SUMATRA.jpg日本軍占領下のスマトラ島メダンに宛てた楠公5銭はがきです。日本が降伏する直前の昭和20(1945)年8月2日に山形・宮内局で引き受けられています。

このはがきは、現在の野村證券の東インド(旧蘭印)子会社に宛てた民間人同士の普通郵便です。いったん交換局の門司局まで送られた後、同局で「送達ノ見込ナキニ付一応返戻ス」という謄写版印刷の付箋を付け差出人に返戻されています。返戻時期が分かりませんが、文言から8月15日以前ではないかと思われます。

料金の5銭は内地料金と同額です。42年秋に南方宛て民間郵便を開始したさい、「料金は当分内地並みとする」ことが定められました。結局、政治判断やコスト問題(軍用船を利用するので逓信省側の負担がない)もあって、最後まで「内地並み料金」は維持されています。

このはがきは宛名が全文片仮名で書かれていてユニークです。南方宛て郵便物は漢字の場合、振り仮名を振るよう規定されていました。片仮名なら現地人の郵便職員にも理解できたでしょう。地名が「千代田通北1丁目」と日本式に引き写して改称されている点も併せ、占領政策を物語って興味が持たれます。

当時、日本本土周辺の制海・制空権は米軍に握られ、大陸への航路はおろか、内地を結ぶ青函連絡船さえ運航停止していた時代です。南方への一般郵便物を輸送する貨物船など、船腹不足はもちろん、運航計画さえ立てられなくなっていたと思われます。

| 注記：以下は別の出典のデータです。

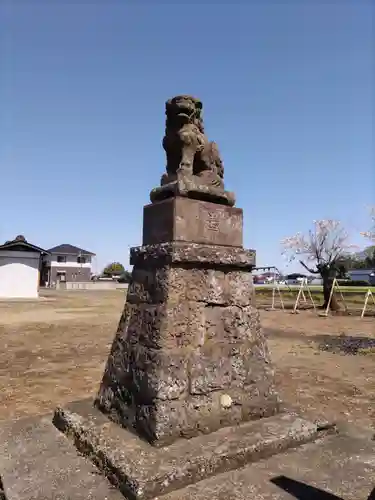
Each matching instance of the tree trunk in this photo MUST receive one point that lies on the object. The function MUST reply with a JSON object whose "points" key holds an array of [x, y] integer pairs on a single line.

しかし、南方宛て郵便物が窓口で引き受け拒絶に遭わず、このように交換局まで送られていることは、送達停止の事態が一般の郵便局にも通知されていなかったことを意味します。戦局の不利を国民に悟らせないため、公表しないままでいたのでしょう。

南方占領地への郵便がいつから途絶したのか、明確な資料は未見です。45年に入って、なし崩し的に送れなくなっていったのではないでしょうか。付箋は「当分ノ間」「一応」としていますが、結局、日本郵政による南方への逓送は再開できませんでした。45年11月16日に始まる「復員郵便」は、米軍の軍用船によるものです。